Takeover: Lessons to learn
Stock traders negotiate during the afternoon session at the Mercantile & Futures Exchange (BM&F) in Sao Paulo, Brazil on Friday. Once one of the most promising emerging markets, Brazil is now trembling from the effects of the global financial crisis after seeing nearly a third of the value of its currency wiped out in just two months. Photo: AFP
Western powers come down heavily on developing and least developed countries (LDCs) when they delay freeing state-owned banks from government control. Developed countries through the World Bank, Asian Development Bank or International Monetary Fund put pressure on them to speed up privatisation. The rich nations do not want to consider that these banks in the LDCs or developed states play a pivotal role in reaching credit to the poor and powerless.
Things seem to have changed.
The developed nations are taking over their crisis-ridden institutions to help avert the financial crisis. What the United States and its allies in Europe are doing now is termed 'nationalisation' in Bangladesh. The US and the EU may call it takeover or bailout step. Deemed to be socialist- or communist-like remedy, nationalisation has now been adopted by the western economies, the initiators of the free market economy. It seems that they have a little choice other than nationalising the troubled financial institutions.
Does it not reflect the double standards of the western countries? The rules of the game change for them, really.
Nationalisation can be adopted when people in the US or Europe need to be protected from losses. But the same move will be discouraged or even denied by them when an LDC like Bangladesh needs to do so to protect their citizens from similar kind of fears.
The nationalisation of banks in Bangladesh at least opened the way for ordinary people to use the financial system for small and tiny deposits. It paved the way for what is known as compulsory priority-sector lending. In other words, the banks have to provide a certain amount of credit to agriculture and rural areas. The private commercial banks lend only to sectors that offer assured and fairly high returns. But the nationalised banks have a social obligation to fulfil, and the directive to do so is met because the government runs those.
The Bangladesh government in consultation with its donor organisations and countries is going through rapid privatisation of its nationalised entities, including banks. Apart from banks, the government here has privatised most of its jute and textile mills without considering the joblessness of thousands of people.
Does it mean that nationalisation is being promoted?
“There are some lessons for Bangladesh from the global financial crisis,” said Prof Mustafizur Rahman, executive director of private think-tank Centre for Policy Dialogue (CPD).
“There must be sequence in implementing donor-driven policies. There should also be oversight institutions to monitor those activities," he said.
Rahman, who is also a trade expert and economic analyst, think the US economy tumbled down because of poor oversight.
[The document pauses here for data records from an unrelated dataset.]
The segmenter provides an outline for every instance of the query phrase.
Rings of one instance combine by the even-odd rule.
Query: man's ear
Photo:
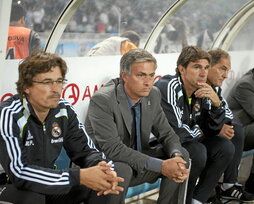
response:
[[[121,78],[123,79],[123,81],[126,81],[126,77],[127,77],[126,72],[121,72],[120,75],[121,75]]]
[[[24,90],[24,92],[25,92],[27,95],[29,95],[29,93],[30,93],[29,88],[26,88],[26,89]]]
[[[25,16],[22,16],[19,21],[20,21],[21,25],[25,26],[25,24],[26,24]]]
[[[179,71],[179,73],[180,73],[181,75],[183,74],[183,72],[184,72],[184,70],[185,70],[185,68],[184,68],[182,65],[178,65],[177,69],[178,69],[178,71]]]

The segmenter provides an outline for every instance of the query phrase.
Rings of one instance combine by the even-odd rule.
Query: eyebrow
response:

Zaid Bakht, research director of state-run Bangladesh Institute of Development Studies (BIDS), echoed him.
Bakht urged Bangladeshi authorities to take lessons from the global financial crisis so the country can avert this kind of disaster.
Bakht however criticised the donors who impose policies on countries like Bangladesh from their own mindset.
“Donors should consider that Bangladesh's perspective is totally different than that of developed world,” the BIDS director said. He cited example of World Bank's stand on the country's agriculture sector.
The WB earlier said there is no need to subsidise the agriculture sector, but now suggests subsidies seeing the growing food insecurity.
He said the US's nationalisation and the Bangladesh's are totally different. “The US is nationalising its financial institutions on temporary and transitional basis,” he added.
He also said Bangladesh should be cautious in terms of implementing donor-pushed policies. “If the rural people miss access to bank finance due to privatisation of all government-owned banks, that will not be good for the country,” he said.